It is an unfortunately restrictive platform; I'm still a bit surprised at how popular it is for writers.
I think the attraction is it's close tie with Twitter (for some reasons, many writers seem to be in love with twitter; I do nothing there but curse and spoil movies), and that it's "easy." I personally run a small website using Ghost, that's all the functionality I need. However, for some articles, I can publish them "anonymously" (through a fake Twitter/FB account) to prevent blowback on myself (for instance, I could publish an article on suicide and not link it to my name, to avoid the taboo that follows the subject around).
That writers love twitter confuses me even more than that some like medium. Perhaps it's just because I use twitter as a glorified RSS feed, but IMO conversion/discussion is horrendous on twitter. In any event, I too use a Ghost setup for my own blog but I've never had the itch to write something that could blow up. I can see the value of something like Medium in the case that I would, though.

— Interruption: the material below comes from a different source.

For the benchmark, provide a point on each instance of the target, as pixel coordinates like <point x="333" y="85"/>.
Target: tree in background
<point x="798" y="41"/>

I agree, twitter does nothing but irritate me. I don't think I've ever seen anything there "of value," and if something does pop up, you can bet it will make its way to about 27 different blogs in a matter of minutes. Twitter has been, for me, just another source of stress. Over the last two years, I've flipped flopped a bit. I completely removed Facebook in favour of twitter, and since January, I've completely removed Twitter in favour of Facebook. Honestly, if three specific people would find a way to communicate that didn't require Facebook, I wouldn't be there either. Textual communication is something I almost completely detest. Not long form writing, but actual "chats" such as Facebook Messaging, Twitter conversations, etc. There's no emotion, no social context, no clues or any way to read what's going on. This has actually made the period a notification of anger. This is part of a much longer rant, but I'll simply leave that point since it's not relevant. Ghost is nice, it's easy to manage and allows me to write. I've never written anything on my site with the thought that it'd "blow up." I think the piece that got the most reads was when I "came out" and even that was only about 30 hits out of 120 Facebook friends and 80 Followers (that post doesn't even exist anymore). I'm lucky to have 10 reads of anything I write, unless I post it to another site (which I'm always hesitant to do). I think you're right on the money with the "blow up" draw of Medium. That's the only reason I find it attractive, the layout and aesthetic is completely achievable through CSS on even the simplest blogging platform.